History of the Federal Judiciary


History of the Federal Judiciary


  Landmark Judicial Legislation
Text of Document

The Establishment of Bankruptcy Courts: "An Act To establish an uniform Law on the Subject of Bankruptcies." (Excerpt: "Title II — Amendments to Title 28 of the United States Code and to the Federal Rules of Evidence")

92 Stat. 2657
November 6, 1978.

The Bankruptcy Reform Act of 1978 established United States Bankruptcy Courts in each federal judicial district and made the new panels courts of record with their own clerks and other staff. The reform act also revised and codified Title 11 of the U.S. Code which contained the substantive and procedural laws of bankruptcy.

Three times during the nineteenth century, Congress, acting on the constitutional authority to establish uniform laws on bankruptcy, approved bankruptcy acts to be administered by the federal trial courts. Each act was then repealed within a few years. In 1898, Congress approved a fourth act that, with revisions, governed bankruptcy proceedings for 80 years. The act of 1898 established the position of referee, to be appointed by the district court judges and to serve as an administrator for bankruptcy cases. A succession of statutes, most notably the Chandler Act of 1938 (52 Stat. 840), expanded the judicial responsibilities of the referees, who assumed more and more of the bankruptcy work of the district judges. In 1946, compensation by fees was replaced by a fixed salary in keeping with the full-time duties of the position. In 1973, the rules issued by the Supreme Court recognized the judicial character of the office by changing the title from referee to bankruptcy judge.

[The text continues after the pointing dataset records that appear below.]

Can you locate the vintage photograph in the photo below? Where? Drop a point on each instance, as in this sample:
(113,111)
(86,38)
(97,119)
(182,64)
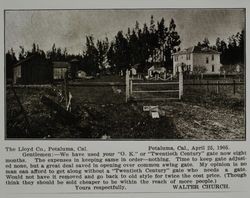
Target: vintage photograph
(125,74)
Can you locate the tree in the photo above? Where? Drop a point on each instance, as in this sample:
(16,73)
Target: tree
(91,57)
(102,47)
(10,61)
(172,43)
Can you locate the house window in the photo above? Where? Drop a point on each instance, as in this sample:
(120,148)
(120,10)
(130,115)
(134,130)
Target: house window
(207,61)
(212,68)
(176,58)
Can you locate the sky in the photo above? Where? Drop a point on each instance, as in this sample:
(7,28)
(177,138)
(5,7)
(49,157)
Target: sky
(69,28)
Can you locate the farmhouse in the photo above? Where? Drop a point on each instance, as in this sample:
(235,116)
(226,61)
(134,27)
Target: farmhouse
(59,69)
(197,56)
(157,72)
(32,70)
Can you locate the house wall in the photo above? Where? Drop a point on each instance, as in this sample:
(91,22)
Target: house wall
(17,74)
(59,73)
(200,59)
(183,58)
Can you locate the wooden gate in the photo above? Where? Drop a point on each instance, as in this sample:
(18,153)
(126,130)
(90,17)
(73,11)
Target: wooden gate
(166,87)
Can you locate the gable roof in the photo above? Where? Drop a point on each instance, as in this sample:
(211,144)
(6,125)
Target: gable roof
(197,49)
(61,64)
(23,61)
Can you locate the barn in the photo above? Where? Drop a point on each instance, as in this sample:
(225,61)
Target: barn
(32,70)
(59,69)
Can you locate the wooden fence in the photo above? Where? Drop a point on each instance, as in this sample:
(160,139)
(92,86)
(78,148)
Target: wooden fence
(130,91)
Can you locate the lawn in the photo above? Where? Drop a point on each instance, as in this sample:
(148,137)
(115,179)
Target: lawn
(101,112)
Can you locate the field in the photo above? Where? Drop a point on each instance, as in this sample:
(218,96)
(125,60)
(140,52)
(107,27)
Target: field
(101,113)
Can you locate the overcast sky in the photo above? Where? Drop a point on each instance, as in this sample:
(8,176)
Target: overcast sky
(68,28)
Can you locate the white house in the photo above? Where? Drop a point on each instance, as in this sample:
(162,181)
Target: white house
(157,72)
(197,56)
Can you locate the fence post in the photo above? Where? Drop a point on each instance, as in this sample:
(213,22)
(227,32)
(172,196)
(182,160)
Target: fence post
(218,87)
(180,84)
(130,87)
(127,85)
(234,86)
(66,89)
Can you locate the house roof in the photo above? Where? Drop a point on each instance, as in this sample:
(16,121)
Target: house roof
(61,64)
(197,49)
(74,60)
(159,69)
(23,61)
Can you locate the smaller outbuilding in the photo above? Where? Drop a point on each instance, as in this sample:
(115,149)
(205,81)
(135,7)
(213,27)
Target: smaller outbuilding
(81,74)
(59,69)
(34,69)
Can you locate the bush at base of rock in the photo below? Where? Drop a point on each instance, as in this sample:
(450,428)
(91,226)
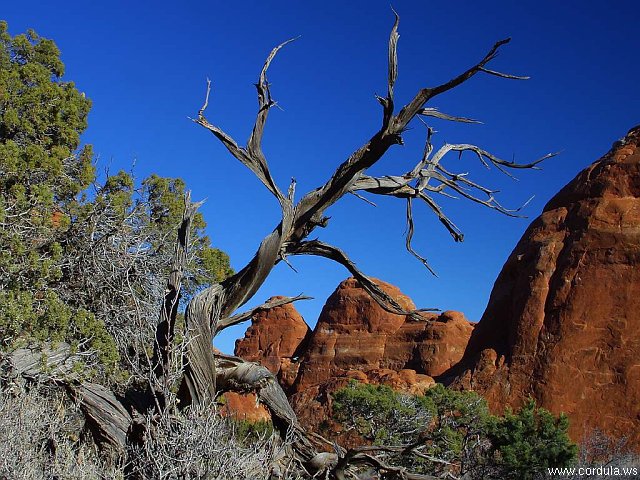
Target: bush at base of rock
(451,432)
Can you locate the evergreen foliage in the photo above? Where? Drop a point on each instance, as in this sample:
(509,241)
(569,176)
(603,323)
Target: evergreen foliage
(82,261)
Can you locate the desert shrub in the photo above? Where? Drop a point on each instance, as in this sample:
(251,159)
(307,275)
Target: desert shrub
(527,442)
(42,437)
(446,432)
(200,444)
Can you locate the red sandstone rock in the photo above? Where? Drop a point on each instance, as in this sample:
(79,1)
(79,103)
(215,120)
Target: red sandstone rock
(563,321)
(356,339)
(273,340)
(355,333)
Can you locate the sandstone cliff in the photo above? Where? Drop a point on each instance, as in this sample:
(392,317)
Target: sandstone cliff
(354,339)
(275,339)
(563,321)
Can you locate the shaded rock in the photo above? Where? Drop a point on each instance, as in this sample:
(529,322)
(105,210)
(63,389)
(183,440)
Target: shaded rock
(355,333)
(275,339)
(563,320)
(356,339)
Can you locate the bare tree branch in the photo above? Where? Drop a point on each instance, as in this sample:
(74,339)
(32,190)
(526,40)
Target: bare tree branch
(321,249)
(241,317)
(169,310)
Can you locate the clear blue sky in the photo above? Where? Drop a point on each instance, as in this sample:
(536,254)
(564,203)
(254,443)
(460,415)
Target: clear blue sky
(144,66)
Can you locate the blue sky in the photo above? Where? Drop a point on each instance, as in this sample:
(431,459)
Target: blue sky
(144,65)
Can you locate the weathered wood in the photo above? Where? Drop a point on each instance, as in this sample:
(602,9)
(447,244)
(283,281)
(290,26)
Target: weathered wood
(169,310)
(213,309)
(42,363)
(53,365)
(107,419)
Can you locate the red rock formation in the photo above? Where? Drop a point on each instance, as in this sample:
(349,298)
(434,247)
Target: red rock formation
(353,339)
(563,321)
(273,340)
(356,339)
(244,407)
(355,333)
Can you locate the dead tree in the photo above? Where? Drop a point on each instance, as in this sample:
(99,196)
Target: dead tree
(212,310)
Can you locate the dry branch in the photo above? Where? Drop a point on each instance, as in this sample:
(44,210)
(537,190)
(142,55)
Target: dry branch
(214,309)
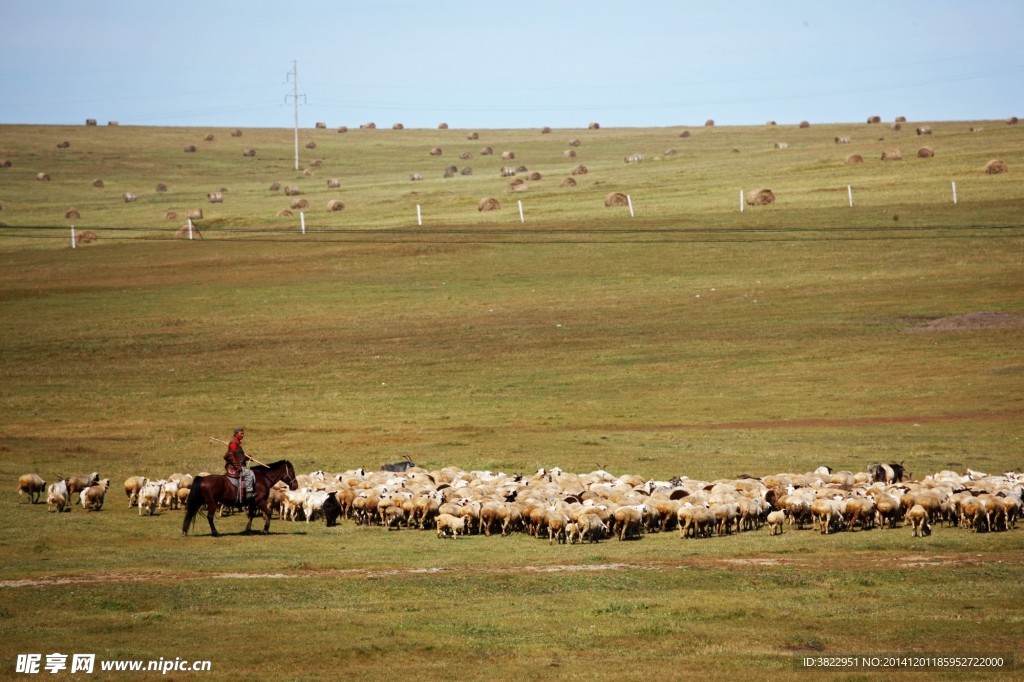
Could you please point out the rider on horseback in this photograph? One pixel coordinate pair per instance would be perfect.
(235, 466)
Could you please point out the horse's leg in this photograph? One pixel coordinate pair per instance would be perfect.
(211, 511)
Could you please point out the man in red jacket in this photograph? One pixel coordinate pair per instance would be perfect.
(235, 465)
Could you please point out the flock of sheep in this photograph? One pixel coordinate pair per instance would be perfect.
(567, 507)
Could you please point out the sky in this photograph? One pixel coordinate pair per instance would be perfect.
(525, 64)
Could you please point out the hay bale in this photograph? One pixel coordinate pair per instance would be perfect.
(759, 198)
(994, 167)
(616, 199)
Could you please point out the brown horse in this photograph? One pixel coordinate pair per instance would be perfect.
(215, 489)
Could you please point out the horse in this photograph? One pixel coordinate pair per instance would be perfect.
(215, 489)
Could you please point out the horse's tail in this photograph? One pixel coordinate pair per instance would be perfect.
(193, 505)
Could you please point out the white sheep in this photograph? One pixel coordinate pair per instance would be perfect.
(148, 497)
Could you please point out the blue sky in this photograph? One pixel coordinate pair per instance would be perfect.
(508, 65)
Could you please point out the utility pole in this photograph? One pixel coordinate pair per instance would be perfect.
(294, 75)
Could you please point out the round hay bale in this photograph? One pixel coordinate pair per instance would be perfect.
(759, 198)
(994, 167)
(488, 204)
(616, 199)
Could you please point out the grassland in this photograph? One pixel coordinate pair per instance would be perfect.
(691, 339)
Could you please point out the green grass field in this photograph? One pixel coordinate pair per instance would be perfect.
(692, 339)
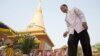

The inefficiencies of a system formulated in an age with relatively few bankruptcies and almost no consumer bankruptcies, coupled with a widely-perceived conflict between the referees’ judicial and administrative responsibilities, contributed to calls for sweeping reform of the nation’s bankruptcy law. The report of a commission established by Congress provided the basis for a legislative proposal introduced in 1973. The National Conference of Bankruptcy Judges drafted an alternative bill that was jointly considered by Congress during a long and complicated legislative process extending over 5 years.

The debate in Congress, where a large majority supported the establishment of separate bankruptcy courts, focused on conflicting proposals for the organization of the courts and such questions as whether the bankruptcy judges should serve during good behavior or for fixed terms, whether the judges should be appointed by the president or the circuit judicial councils, and whether the office supervising the administrative officers for bankruptcy proceedings (trustees) should be placed in an executive department or in the Administrative Office of the U.S. Courts. The act authorized the president to nominate bankruptcy judges who would be confirmed by the U.S. Senate and serve a term of 14 years. The office of the trustees was placed under the direction of the Department of Justice.

A Supreme Court ruling in 1982 questioned the constitutionality of the grant of bankruptcy jurisdiction to independent courts with judges who served limited terms. In 1984, Congress responded to the ruling with an act (98 Stat. 333) that declared the bankruptcy courts to be units of the U.S. district courts and provided for the appointment of bankruptcy judges by the U.S. courts of appeals.